San Francisco Cannot Clear Out Homeless Encampments, Judge Rules
San Francisco cannot clear out its ubiquitous homeless encampments because it hasn’t offered shelter to their inhabitants, a federal judge ruled Friday.
The city had been conducting sweeps in which it took the tents and belongings of homeless people living in the tent cities until Magistrate Judge Donna Ryu in the U.S. District Court in Oakland granted an emergency order barring the action, the San Francisco Chronicle reported. The order was granted after a group of homeless plaintiffs sued to stop the city.
“Mayors cannot run cities this way,” Mayor London Breed said. “We already have too few tools to deal with the mental illness we see on our streets. Now we are being told not to use another tool that helps bring people indoors and keeps our neighborhoods safe and clean for our residents.”
Ryu said the city’s own laws dictate that it offer shelter to homeless people before clearing away their encampments, and San Francisco would need to add thousands of additional beds to meet the requirement. Ryu cited evidence that the city regularly failed to offer shelter before clearing the encampments and improperly seized or threw out inhabitant’s belongings, including cellphones, medication, identification, and even prosthetic limbs.
“the stench from the bench is making me clench!” IT’S THE ACLU vermin who block cities from clearing homeless cesspools from our streets. ARREST THE ACLU lawyers as domestic terrorists. https://t.co/Aqf46aN9RY
— Michael Savage (@ASavageNation) December 24, 2022
Breed said many of the homeless people whose encampments were targeted for cleanup people refused help from the city. She said some even have homes, but use the camps for “drug dealing, human trafficking, and other illegal activities.”
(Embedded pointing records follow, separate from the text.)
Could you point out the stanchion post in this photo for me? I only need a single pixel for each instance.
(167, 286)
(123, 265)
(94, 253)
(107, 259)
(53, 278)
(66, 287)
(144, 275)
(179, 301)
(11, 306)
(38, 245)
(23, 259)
City attorneys said homeless people get fair notice the camps are being cleared, receive offers of help, and are only forced to leave if they reject alternative housing. San Francisco has an estimated 7,800 homeless residents and city officials acknowledge it does not have nearly enough spaces in shelters to accommodate all of them.
There were just 34 beds available as of Friday Zal Shroff, senior attorney with the Lawyers’ Committee for Civil Rights of the San Francisco Bay Area, told the San Francisco Chronicle.
The Coalition on Homelessness, one of a handful of legal organizations that represented seven plaintiffs, presented evidence that homeless people had their personal items seized and were and were left with nowhere to go.
“The policy isn’t the problem,” Ryu said. “The question is how is that policy being executed.”
Several Democrat-run cities that have been overrun with homeless encampments have sought to clear them out amid rises in crime and complaints from businesses and residents. But judges have increasingly said the cities cannot push out homeless people without providing them with alternative housing.
A federal judge issued an emergency injunction on December 15 preventing the city of Phoenix from clearing out a large homeless encampment downtown. The ACLU of New Mexico sued the city of Albuquerque last week, charging that officials destroyed homeless encampments without due process.